I granted a motion in limine in Lewis to exclude evidence of other mesh lawsuits against the defendant. See Lewis, 2014 WL 505234, at *5-6. I noted that "evidence of lawsuits is generally considered inadmissible hearsay[,]" and ultimately excluded the evidence on Rule 403 grounds. I explained:

[E]vidence of other lawsuits and the factual allegations therein is inadmissible under Rule 403. Although other lawsuits may ultimately show that the [product] is defective, the jury must still find that the [product] caused [the plaintiff's] injuries. Evidence of other lawsuits is likely to confuse and mislead the jury from that task, and it is highly prejudicial to [the defendant]. Accordingly, Ethicon's motion on this issue is GRANTED.
Id. I apply this reasoning to the evidence challenged by BSC in the instant motion in limine. Therefore, I GRANT BSC's motion on this matter.

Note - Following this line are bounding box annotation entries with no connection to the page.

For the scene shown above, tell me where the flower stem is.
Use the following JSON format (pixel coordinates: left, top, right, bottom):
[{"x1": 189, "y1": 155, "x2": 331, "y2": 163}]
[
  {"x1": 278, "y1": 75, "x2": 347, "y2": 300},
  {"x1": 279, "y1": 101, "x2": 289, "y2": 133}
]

17. Motion to Preclude Any Evidence or Argument Concerning Unrelated FDA Corporate Warnings and 483 Letters, All Pertaining to Cardiac Devices

BSC seeks to preclude evidence of a 2006 corporate warning and FDA 483 letters because such evidence concerns devices unrelated to pelvic mesh. (Def.'s Mem. Supp. [Docket 197], at 44). BSC argues that "[t]his evidence should be excluded because it is (A) irrelevant, (B) improper character evidence, and (C) unfairly prejudicial." (Id.). Based on the court's rulings on the inadmissibility of FDA evidence in similar cases, the plaintiffs have stated that they "will not introduce evidence or arguments regarding BSC's correspondence with FDA, including 483 corporate warning letters." (Pls.' Omnibus Resp. [Docket 212], at 30). Because the plaintiffs do not oppose this motion in limine, it is thus GRANTED.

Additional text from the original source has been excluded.